Thorough quality assurance professional highly skilled in manual and automated application testing. Partners successfully with project management and development team members to put out high-quality software for customers. Decisive in identifying problems at any stage of production.
Currently working as a Site Reliability Engineer, focus on maintaining and improving the reliability, availability, and performance of software systems.
· Monitoring application logs thoroughly in PreProd and Prod environments using Splunk by following appropriate strategies.
Monitoring application performance through AppDynamics and reporting the issues to the right stakeholders.
· Create strategies and automation to detect issues, report them with appropriate stakeholders.
· Write and review post-mortems; conduct review meetings on the root cause analysis of the incidents.
· Identify risks by collaborating with both development teams and other key stakeholders.
· Once risks are identified, analyse and evaluate potential impact and likelihood of occurrence.
· Implement various risk mitigation strategies to mitigate operational risks. Once done, continuously monitor and review the effectiveness of the risk strategies.

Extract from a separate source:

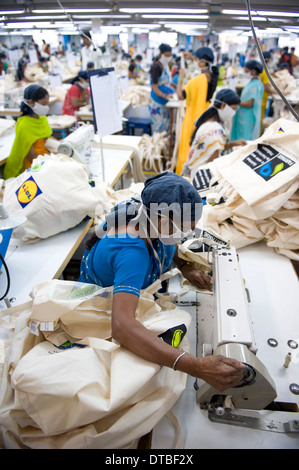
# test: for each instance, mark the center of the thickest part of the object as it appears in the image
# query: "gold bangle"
(177, 360)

· Maintain system reliability and ensure a best user experience.
· Study historical trends in terms of performance by preparing Operations metrics.
· Learn from incidents, not to repeat them by entre team.
· Automation of processes and creating dashboards.
· Enhancing efficiency and reliability across infrastructure.
· Identifying recurring patterns of issues or opportunities and automate them using various tools and techniques.
· Reviewing customer experience through Glassbox, identify the issues and root cause analysis and improve the system stability and reliability.
· Participate in MIM calls for troubleshooting, sharing impact assessment and identifying the root cause.
· Release schedule planning and management.